Les impressions de ce premier massage vont être confirmées par les autres massages et soins proposés. Au début du massage du ventre, je ressens une sensation presque déplaisante autour du nombril, puis une délicieuse détente m'envahit avec le relâchement de zones profondes qui se libèrent. Des émotions sortent au cours de certains massages, je les laisse aller et ai l'impression de m'alléger peu à peu. Entre autres délices, le massage à l'huile chaude à quatre mains, bain d'huile qui dénoue les tensions.
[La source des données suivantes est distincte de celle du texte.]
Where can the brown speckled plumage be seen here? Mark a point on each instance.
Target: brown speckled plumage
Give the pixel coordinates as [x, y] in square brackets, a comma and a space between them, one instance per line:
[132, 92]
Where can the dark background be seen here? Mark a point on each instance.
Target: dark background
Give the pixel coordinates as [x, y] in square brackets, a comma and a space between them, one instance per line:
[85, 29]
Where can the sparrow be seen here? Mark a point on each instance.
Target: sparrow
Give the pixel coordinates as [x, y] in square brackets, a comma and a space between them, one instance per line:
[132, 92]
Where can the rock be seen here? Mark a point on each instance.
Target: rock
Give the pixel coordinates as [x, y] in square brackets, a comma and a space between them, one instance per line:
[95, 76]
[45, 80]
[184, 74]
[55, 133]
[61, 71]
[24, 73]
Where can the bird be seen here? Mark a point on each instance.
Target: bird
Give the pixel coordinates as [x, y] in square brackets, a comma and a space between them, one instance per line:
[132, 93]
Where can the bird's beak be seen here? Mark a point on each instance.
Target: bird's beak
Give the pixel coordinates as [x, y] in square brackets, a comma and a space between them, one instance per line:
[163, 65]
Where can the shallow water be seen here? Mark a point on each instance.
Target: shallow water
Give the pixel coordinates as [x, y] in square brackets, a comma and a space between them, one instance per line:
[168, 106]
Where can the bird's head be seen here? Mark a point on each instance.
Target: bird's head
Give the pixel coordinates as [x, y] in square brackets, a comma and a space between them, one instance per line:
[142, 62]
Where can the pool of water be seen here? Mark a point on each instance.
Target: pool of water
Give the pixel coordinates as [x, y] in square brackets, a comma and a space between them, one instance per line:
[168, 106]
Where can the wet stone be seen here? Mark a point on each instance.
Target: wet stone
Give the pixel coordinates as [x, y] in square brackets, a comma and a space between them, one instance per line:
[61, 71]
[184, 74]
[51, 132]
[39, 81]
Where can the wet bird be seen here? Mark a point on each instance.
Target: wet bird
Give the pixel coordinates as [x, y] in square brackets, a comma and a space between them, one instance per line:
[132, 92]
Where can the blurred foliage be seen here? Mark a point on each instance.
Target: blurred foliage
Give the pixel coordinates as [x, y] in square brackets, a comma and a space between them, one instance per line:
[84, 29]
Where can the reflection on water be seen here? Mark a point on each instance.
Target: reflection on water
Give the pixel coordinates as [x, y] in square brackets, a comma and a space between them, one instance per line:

J'apprécie le ballet des quatre mains qui parcourent mon corps, comme une danse savamment orchestrée. Pendant le massage avec des pochons de riz trempés dans du lait chaud, je retrouve mon âme d'enfant. Je sens mes articulations se délier, mon corps devenir de plus en plus perméable, comme si les anciens contours de mon corps s'effaçaient pour laisser place à un nouveau corps. Curieuse sensation qui s'approfondit au fur et à mesure de la cure. Je suis menée vers des sensations inconnues, vers un voyage intérieur, vers un nouveau dialogue avec mon propre corps et mon être tout entier. Je me raccroche à mon vieux Moi, mais ce compagnon fatigué craque, résiste, puis cède sous la pression des nouvelles énergies qui se mettent en place. Les prémisses de cette renaissance ou naissance de moi-même ne vont pas sans tiraillements.
La semaine se finit dans la douceur. Mon corps, habitué aux massages, est de plus en plus réceptif, accueillant. J'ai pleinement conscience que cette cure s'adresse à la fois à mon corps et à l'au-delà de mon corps. Je redécouvre mon corps renouvelé, huilé, nettoyé, plein d'énergie, remis à neuf comme une voiture après sa révision. Je sens mon corps souple. Mes épaules, mon cou, mon dos, mon ventre se sont bien détendus. Une nouvelle jeunesse m'habite. Je me sens vivre intensément, y compris dans les zones endormies jusque là. J'ai pris conscience du lâcher prise nécessaire et de la place parfois tyrannique du mental dans mon moi précédent. Je suis davantage en harmonie avec l'extérieur, avec les autres, avec la nature qui m'entoure. Chaque soin m'a apporté une écoute nouvelle de moi-même et je rends grâce à tous ceux, thérapeutes, jardiniers, cuisiniers, toutes les mains qui font de Tapovan ce havre de paix où l'on soigne l'âme en même temps que le corps. Il me faut maintenant refermer la parenthèse, quitter ces lieux où l'atmosphère est différente, réintégrer la vie quotidienne. J'ai pris conscience de certains changements nécessaires dans mon alimentation, mon mode de vie, mes relations avec autrui. Je me sens plus forte, plus légère, plus lumineuse. Peut-être mon entourage sera-t-il frappé par la détente de mon visage, quelque chose d'imperceptible mais de différent. Il me reste à cheminer encore vers moi-même plus en profondeur. La cure a été un déclic. Je suis en marche vers moi même.